Does your business qualify for a moving TAX deduction?
Corporations and LLCs can deduct moving expenses regardless of where they move. Sole proprietorship and partnerships have to meet certain rules:
• Must relocate at least 50 miles away
• Must work at least 39 weeks in new location during the next 12 month period after the relocation
You can deduct everything!
When an employee relocates for work, there are limits on what can be deducted from tax expenses. With businesses though, all expenses can be deducted. Keep this in mind if you are considering doing some of the move yourself. You might save money by packing and transporting some of the belongings yourself but, once you calculate in the deduction, the savings might not be that great.

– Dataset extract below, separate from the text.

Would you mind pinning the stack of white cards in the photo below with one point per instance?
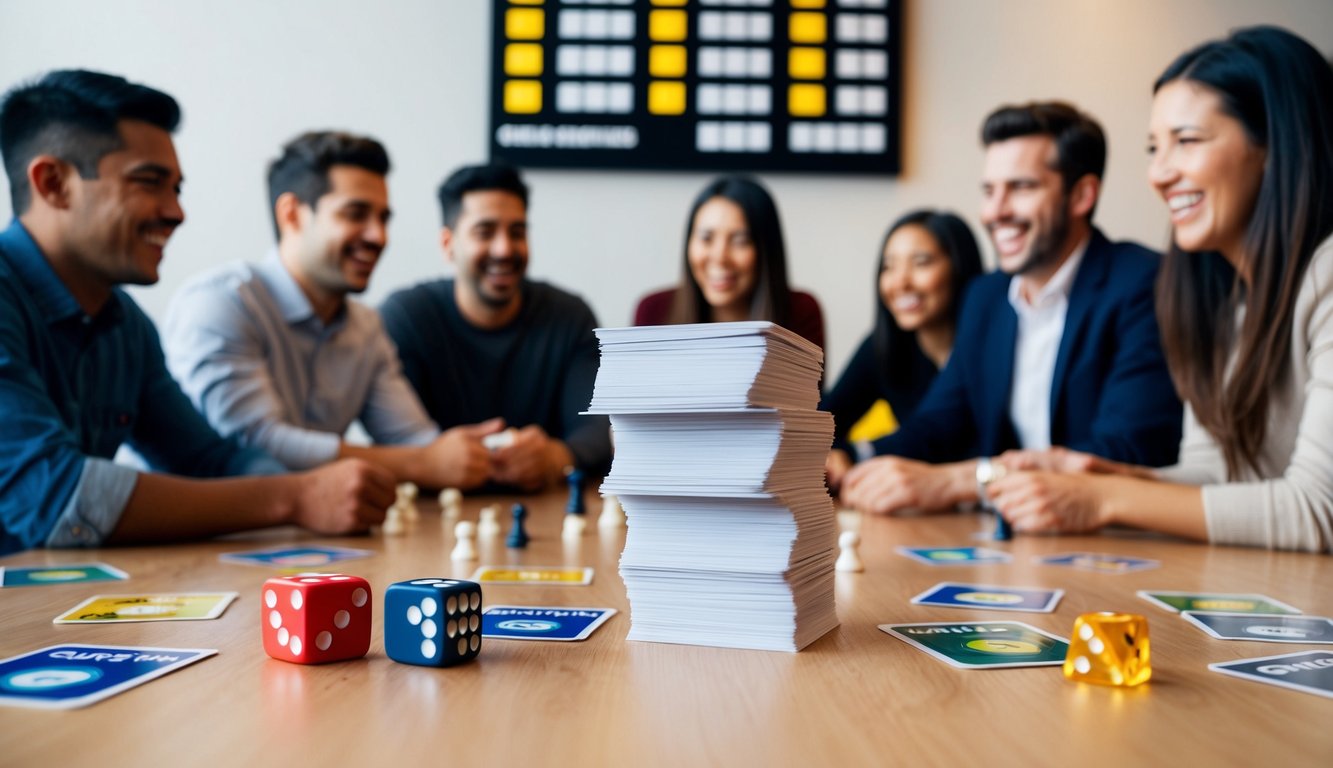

Be sure to keep track of all moving expenses for your business in a clear way. You will want receipts for everything from the boxes you purchase to storage fees. Even if you hire a moving company to do most of the move for you, such as packing and unpacking, there will likely still be some things you will want to move yourself – such as sensitive items and documents. You can deduct the costs of moving items in your personal vehicle (or employees’ vehicles), but must use the IRS method of calculating gas costs based on standard mileage rate.